Complete step by step answer:
Let us learn about the radical form. Expressing a radical in its simplified form means nothing but expressing the radical in such a form that it cannot be further simplified as square root, cube root or fourth root etc. it also means that removing a radical from the fraction if exists. We simplify the radicals because simplifying the radicals by applying the same simplification rules gives us the same answer which would be easy for tallying.
Now let us express \[\sqrt{40}\] in simplified form.
Firstly, let us find out the factors of 40. They are: \[1,2,4,5,8,10,20,40\].
Now we have to find the largest perfect square from the factors of \[40\]. We have only one perfect square in the list i.e. \[4\], so that would be considered as the largest perfect square.
Now, we will be writing it as the product of perfect squares and a number such that we get \[\sqrt{40}\].
\[\sqrt{40}=\sqrt{4\times 10}\]
Upon separating the terms, we can express it as
\[\Rightarrow \sqrt{40}=\sqrt{4}\times \sqrt{10}\]
Since one of them is a perfect square, we can simplify it.
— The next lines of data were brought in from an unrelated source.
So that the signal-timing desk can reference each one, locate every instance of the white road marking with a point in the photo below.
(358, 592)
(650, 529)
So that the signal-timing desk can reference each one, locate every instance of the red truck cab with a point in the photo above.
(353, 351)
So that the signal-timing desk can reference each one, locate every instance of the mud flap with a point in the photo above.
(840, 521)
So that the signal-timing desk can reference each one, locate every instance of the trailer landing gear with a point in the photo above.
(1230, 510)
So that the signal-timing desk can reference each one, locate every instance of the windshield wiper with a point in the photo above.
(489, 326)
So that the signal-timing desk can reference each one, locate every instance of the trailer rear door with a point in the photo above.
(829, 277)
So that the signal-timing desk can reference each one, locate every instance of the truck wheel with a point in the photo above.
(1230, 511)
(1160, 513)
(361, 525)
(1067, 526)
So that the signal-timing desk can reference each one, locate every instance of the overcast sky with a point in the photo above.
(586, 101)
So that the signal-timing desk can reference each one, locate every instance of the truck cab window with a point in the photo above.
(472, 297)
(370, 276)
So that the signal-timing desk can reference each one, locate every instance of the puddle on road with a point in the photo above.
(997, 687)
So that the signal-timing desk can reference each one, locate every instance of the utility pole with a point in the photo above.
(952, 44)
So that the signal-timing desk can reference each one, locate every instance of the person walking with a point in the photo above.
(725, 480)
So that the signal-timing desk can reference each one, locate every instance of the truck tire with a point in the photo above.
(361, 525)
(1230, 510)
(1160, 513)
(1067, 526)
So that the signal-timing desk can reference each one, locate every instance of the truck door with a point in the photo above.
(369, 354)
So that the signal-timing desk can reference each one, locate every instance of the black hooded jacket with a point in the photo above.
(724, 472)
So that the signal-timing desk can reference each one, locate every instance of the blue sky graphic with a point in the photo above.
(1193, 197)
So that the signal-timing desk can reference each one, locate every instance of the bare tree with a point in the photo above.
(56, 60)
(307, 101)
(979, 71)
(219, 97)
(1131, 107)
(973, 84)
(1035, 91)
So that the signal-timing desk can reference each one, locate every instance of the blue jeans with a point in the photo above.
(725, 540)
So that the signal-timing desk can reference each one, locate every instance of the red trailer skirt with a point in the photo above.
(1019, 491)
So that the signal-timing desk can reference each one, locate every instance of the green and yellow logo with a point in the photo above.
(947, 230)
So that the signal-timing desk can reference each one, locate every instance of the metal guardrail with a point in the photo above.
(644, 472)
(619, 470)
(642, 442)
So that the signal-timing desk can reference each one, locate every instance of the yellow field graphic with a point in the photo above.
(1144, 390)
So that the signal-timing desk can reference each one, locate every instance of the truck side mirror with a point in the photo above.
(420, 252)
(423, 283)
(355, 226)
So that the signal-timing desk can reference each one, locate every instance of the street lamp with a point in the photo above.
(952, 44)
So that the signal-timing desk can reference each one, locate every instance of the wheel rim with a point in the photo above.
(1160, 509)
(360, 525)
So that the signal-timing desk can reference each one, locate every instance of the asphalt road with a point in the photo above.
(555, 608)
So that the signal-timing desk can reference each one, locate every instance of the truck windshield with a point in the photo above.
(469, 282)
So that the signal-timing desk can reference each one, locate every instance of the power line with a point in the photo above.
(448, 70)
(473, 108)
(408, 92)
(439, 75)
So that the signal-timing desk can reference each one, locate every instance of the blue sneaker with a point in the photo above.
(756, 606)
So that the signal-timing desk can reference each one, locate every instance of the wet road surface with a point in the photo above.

On simplifying, we get-
\[\Rightarrow \sqrt{40}=2\sqrt{10}\]
\[\therefore \] We can observe that this cannot be further simplified. So the simplified radical form of \[\sqrt{40}\] is \[2\sqrt{10}\].

Note: Radicals can be rational numbers but all rational numbers are not radicals. Radicals that have the same root and same radicand are called radicals. Radicals can be used in everyday life in calculating areas, surface areas, total surface areas etc.